A Comissão de Assuntos Econômicos (CAE) aprovou, nesta terça-feira (5), em turno suplementar, projeto que permite à União, aos estados, ao Distrito Federal e aos municípios pagar obras e serviços de engenharia com créditos tributários ou quitação de multas administrativas. A notícia segue para a Câmara dos Deputados, caso não haja recurso para votação em Plenário.
O PL 1.252/2023 autoriza entes federativos a criar programas que concedam créditos tributários ou quitar multas em troca da execução ou financiamento de obras públicas. Os créditos devem envolver tributos do próprio ente e ser usados para compensar dívidas com a mesma administração. A proposta também abrange contratos de PPPs, sujeitando-se a avaliação de interesse público por um comitê com pelo menos três servidores estáveis.
Nova forma de financiar obras públicas
A ideia inclui regras de transparência, limites para a concessão de créditos (até R$ 2 milhões ou 2% da receita corrente líquida, prevalecendo o maior valor) e sanções para irregularidades. Se houver mais de uma proposta, a contratação será realizada por licitação; com um único interessado, exigirá justificativa técnica.

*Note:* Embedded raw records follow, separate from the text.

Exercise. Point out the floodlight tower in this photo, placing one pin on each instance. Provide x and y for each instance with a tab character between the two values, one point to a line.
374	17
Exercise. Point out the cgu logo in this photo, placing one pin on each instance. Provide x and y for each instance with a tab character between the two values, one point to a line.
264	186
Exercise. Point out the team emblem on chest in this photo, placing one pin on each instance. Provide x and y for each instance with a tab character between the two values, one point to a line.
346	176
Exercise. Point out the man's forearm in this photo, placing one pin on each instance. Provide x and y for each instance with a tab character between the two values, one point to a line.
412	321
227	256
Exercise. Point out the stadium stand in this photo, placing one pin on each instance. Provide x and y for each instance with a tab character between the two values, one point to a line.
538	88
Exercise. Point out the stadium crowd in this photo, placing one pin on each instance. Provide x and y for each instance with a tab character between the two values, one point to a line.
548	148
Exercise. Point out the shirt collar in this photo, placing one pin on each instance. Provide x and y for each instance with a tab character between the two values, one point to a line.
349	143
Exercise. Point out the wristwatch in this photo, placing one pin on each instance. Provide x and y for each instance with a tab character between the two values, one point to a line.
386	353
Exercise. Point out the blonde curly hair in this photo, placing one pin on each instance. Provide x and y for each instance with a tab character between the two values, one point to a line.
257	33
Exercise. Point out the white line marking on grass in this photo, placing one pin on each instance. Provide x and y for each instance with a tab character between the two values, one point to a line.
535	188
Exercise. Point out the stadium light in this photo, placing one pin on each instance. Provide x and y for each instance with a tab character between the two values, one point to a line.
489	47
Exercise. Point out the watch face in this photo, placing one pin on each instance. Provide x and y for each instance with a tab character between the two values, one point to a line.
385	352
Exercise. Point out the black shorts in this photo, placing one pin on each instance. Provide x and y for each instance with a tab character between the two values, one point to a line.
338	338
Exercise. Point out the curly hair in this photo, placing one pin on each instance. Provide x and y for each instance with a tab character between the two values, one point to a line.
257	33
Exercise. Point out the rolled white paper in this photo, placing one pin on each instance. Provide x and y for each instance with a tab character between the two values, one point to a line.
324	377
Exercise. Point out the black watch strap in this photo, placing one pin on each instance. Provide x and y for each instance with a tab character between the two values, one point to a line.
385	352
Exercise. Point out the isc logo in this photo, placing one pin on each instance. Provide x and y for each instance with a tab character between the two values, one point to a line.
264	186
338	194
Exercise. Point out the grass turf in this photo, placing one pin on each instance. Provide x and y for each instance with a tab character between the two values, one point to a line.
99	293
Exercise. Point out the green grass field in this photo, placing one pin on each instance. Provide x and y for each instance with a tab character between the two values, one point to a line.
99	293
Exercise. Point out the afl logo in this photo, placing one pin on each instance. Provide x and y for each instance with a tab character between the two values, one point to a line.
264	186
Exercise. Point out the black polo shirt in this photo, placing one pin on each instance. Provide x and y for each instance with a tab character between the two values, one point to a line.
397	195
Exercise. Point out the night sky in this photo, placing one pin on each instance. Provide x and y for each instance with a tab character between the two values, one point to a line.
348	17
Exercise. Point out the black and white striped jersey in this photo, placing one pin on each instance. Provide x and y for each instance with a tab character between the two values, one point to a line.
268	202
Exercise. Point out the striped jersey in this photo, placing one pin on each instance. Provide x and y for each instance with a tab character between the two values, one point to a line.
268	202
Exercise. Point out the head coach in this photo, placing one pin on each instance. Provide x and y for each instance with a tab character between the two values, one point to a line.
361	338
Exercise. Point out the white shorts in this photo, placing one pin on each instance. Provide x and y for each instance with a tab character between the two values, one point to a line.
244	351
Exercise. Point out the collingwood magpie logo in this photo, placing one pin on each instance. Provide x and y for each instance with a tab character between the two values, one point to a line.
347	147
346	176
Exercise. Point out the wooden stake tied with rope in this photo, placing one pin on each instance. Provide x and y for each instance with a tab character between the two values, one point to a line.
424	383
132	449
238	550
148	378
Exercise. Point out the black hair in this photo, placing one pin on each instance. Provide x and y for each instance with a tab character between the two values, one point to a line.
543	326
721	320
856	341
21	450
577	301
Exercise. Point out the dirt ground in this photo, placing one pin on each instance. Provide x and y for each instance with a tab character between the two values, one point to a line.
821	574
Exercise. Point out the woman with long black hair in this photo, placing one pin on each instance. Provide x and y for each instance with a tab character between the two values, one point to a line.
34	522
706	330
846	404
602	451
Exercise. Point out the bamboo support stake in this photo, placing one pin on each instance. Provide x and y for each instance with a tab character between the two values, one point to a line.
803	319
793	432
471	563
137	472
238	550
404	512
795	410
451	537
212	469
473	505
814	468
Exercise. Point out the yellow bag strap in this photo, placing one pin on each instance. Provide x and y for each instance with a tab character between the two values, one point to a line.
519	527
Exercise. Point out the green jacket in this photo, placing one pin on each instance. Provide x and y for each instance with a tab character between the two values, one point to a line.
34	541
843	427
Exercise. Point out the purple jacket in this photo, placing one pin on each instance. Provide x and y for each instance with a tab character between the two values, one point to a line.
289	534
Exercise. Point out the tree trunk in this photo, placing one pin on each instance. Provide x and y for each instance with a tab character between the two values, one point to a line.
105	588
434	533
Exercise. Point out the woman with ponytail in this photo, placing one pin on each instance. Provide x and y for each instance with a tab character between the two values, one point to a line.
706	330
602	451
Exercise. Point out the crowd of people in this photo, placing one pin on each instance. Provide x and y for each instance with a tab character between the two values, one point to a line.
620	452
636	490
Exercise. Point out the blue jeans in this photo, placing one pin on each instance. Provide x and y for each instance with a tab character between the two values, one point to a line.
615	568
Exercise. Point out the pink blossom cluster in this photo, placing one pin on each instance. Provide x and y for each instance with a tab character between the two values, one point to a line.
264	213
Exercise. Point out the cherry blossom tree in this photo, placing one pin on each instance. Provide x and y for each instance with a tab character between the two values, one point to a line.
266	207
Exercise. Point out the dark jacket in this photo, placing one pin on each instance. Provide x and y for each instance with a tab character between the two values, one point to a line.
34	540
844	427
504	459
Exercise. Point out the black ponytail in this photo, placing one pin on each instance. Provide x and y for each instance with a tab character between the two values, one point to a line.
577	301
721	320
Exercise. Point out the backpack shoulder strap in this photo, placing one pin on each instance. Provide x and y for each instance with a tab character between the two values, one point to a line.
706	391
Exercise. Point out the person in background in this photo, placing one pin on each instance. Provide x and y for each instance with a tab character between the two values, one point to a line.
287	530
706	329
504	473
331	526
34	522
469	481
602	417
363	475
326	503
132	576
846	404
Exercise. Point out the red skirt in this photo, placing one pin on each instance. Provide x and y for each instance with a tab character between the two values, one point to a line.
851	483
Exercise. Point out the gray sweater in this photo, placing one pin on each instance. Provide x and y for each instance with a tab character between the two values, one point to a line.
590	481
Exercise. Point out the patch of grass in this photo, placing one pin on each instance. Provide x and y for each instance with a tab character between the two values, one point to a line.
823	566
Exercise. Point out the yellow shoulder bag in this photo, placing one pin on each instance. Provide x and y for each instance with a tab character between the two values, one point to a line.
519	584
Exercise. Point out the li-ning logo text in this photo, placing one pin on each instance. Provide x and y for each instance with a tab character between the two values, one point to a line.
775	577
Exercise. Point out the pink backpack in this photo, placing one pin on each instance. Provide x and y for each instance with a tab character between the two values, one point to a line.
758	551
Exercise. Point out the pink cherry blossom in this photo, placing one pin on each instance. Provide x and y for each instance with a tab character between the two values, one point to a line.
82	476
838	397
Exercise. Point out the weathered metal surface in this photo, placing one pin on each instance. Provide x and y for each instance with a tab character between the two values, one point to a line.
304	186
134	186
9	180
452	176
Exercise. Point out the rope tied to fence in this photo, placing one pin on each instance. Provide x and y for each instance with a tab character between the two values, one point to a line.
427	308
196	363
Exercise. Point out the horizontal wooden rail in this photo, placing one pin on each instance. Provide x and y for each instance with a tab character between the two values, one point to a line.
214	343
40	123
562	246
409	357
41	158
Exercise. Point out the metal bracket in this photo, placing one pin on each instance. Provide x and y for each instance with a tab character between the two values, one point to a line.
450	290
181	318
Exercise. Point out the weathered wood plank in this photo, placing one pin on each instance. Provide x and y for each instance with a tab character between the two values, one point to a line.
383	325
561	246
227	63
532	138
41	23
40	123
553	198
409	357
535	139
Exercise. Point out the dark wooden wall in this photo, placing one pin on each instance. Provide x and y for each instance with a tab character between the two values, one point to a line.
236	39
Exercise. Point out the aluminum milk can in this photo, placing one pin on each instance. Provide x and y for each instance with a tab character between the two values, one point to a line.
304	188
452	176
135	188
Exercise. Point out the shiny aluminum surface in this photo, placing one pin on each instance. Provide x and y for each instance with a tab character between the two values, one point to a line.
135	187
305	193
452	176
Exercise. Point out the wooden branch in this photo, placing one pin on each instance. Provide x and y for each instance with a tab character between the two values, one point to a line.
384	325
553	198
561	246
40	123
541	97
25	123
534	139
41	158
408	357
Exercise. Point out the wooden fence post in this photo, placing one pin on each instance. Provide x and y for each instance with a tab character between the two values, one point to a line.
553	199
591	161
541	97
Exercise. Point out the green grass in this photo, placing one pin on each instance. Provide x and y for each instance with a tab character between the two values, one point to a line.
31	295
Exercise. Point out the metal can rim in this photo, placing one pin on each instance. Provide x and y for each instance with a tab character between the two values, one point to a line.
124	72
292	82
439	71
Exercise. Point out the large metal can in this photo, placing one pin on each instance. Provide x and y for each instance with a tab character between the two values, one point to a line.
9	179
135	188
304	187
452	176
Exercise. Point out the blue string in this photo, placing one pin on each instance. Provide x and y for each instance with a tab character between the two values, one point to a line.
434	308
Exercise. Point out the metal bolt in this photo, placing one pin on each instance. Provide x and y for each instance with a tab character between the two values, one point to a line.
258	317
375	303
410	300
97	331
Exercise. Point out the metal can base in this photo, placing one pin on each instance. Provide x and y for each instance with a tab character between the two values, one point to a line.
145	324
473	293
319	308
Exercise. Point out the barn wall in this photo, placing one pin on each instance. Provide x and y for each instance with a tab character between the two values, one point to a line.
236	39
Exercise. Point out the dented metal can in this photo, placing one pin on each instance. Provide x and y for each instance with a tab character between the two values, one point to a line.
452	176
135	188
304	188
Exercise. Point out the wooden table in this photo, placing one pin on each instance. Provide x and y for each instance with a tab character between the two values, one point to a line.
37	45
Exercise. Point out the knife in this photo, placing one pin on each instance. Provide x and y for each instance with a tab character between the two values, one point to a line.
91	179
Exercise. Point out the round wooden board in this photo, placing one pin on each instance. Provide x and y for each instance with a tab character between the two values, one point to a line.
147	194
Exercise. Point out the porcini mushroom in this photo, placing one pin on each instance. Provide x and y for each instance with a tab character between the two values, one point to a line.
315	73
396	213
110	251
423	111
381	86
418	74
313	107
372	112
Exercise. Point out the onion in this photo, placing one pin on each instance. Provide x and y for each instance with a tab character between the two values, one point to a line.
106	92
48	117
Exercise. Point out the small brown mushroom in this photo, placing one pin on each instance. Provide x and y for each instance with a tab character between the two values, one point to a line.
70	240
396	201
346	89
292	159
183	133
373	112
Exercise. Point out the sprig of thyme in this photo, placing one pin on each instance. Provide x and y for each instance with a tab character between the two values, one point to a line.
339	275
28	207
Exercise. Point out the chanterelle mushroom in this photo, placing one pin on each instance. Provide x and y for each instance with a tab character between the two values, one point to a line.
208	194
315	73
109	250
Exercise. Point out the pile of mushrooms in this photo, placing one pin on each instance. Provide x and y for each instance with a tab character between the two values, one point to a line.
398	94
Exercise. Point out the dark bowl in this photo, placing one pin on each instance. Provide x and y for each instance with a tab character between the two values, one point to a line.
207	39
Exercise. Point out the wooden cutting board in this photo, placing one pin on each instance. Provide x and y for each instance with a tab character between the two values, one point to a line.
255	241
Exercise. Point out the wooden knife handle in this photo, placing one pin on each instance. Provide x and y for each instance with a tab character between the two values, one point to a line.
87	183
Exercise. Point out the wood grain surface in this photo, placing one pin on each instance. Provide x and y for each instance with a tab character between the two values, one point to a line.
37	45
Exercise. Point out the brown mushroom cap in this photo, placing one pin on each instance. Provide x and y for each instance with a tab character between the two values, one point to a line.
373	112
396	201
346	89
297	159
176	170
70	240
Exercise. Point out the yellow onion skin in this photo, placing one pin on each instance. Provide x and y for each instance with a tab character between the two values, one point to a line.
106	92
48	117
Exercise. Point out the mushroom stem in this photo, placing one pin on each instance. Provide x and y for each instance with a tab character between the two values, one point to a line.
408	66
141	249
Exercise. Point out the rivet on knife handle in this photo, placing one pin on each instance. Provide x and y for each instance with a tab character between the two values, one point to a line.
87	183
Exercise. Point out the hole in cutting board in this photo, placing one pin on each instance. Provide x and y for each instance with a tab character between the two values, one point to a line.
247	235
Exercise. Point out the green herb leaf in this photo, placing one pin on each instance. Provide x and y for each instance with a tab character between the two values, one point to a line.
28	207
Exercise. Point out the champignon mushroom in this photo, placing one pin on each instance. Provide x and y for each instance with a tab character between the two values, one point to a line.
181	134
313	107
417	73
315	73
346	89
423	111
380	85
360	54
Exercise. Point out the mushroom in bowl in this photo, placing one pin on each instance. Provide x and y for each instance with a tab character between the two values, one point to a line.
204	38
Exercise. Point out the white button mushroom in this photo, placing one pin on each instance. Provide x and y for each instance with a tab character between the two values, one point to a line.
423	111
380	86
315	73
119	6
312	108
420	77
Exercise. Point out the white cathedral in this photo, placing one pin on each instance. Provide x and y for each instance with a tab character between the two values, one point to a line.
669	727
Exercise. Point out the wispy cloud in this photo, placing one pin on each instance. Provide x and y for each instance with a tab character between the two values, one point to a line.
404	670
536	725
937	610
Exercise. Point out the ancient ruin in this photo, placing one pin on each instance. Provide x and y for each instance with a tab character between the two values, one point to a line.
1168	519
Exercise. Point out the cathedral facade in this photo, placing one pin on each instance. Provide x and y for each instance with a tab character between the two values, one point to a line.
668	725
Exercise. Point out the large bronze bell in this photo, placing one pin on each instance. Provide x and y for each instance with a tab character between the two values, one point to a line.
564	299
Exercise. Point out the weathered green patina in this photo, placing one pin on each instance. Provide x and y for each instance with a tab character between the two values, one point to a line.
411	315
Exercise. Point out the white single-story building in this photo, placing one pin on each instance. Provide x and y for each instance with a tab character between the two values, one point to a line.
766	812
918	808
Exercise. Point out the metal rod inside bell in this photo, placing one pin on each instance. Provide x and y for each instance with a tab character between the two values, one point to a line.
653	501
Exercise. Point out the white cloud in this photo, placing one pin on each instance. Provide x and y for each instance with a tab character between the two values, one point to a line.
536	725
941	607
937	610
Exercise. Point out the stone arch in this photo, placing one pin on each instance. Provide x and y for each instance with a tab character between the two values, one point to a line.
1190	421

Audiência com Galípolo é reagendada
A CAE reagendou a audiência com o presidente do Banco Central, Gabriel Galípolo, para o dia 19 de maio. Ele não compareceu à reunião desta terça, conforme informou o presidente do colegiado, senador Renan Calheiros, por causa de mal-estar.
A audiência deverá tratar de política monetária e da atuação do BC, incluindo o caso do Banco Master. Na última sessão, Renan destacou a importância da presença de Galípolo para esclarecimentos aos senadores.